Tuesday, July 13, 2010

Daisy and Marie Callender's

It's been a while since my last post. It's not that I haven't wanted to, but I have been VERY occupied with a new puppy named Daisy. She might be the best thing that's happened to me since this nightmare started. She is a lot of work, but she is sooo cute and sweet and she keeps my mind off of the infertility road. She is like having a great book to read at my current bus stop! I plan to take her with me to Colorado for my next IVF cycle. She will be a great companion and source of support while I am there.

So last night I went to a Resolve Support Group meeting at Marie Callender's. I was really nervous...not knowing what to expect. I have never really (with one exception) talked about this in real life with anyone who really "gets it." I am so glad I went. These were a great group of ladies...all with different reasons as to why they are on this journey.

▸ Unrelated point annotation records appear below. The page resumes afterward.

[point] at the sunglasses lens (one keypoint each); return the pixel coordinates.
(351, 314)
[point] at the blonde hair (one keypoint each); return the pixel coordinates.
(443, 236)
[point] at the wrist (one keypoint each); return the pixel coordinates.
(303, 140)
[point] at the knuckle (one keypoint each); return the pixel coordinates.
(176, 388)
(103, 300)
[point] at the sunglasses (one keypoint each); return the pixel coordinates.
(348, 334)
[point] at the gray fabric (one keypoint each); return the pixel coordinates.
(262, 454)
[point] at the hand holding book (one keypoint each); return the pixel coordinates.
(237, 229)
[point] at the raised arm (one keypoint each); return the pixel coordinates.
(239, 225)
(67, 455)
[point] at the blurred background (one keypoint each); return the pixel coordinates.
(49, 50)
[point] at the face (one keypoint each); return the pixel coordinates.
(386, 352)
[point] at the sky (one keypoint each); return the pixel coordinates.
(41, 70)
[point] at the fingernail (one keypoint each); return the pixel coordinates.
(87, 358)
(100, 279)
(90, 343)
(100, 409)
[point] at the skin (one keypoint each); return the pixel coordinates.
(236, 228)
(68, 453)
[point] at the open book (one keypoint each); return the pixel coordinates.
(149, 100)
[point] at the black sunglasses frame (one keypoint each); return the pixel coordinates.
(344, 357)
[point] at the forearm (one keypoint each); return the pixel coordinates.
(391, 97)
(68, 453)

Two of them has been thru 6 IVF attempts with zero insurance coverage and my heart just went out to them. One of them is starting the process of donor eggs and one is gearing up for another IUI. The two IVF vets are also considering CCRM. Even just being able to use fertility lingo without eplaining in layman terms was a breath of fresh air. I didn't have to explain the difference between an embryo and an egg! I will definitely be going again next month. Too bad it's not somewhere a little more hip like CPK...oh well, who doesn't like pie?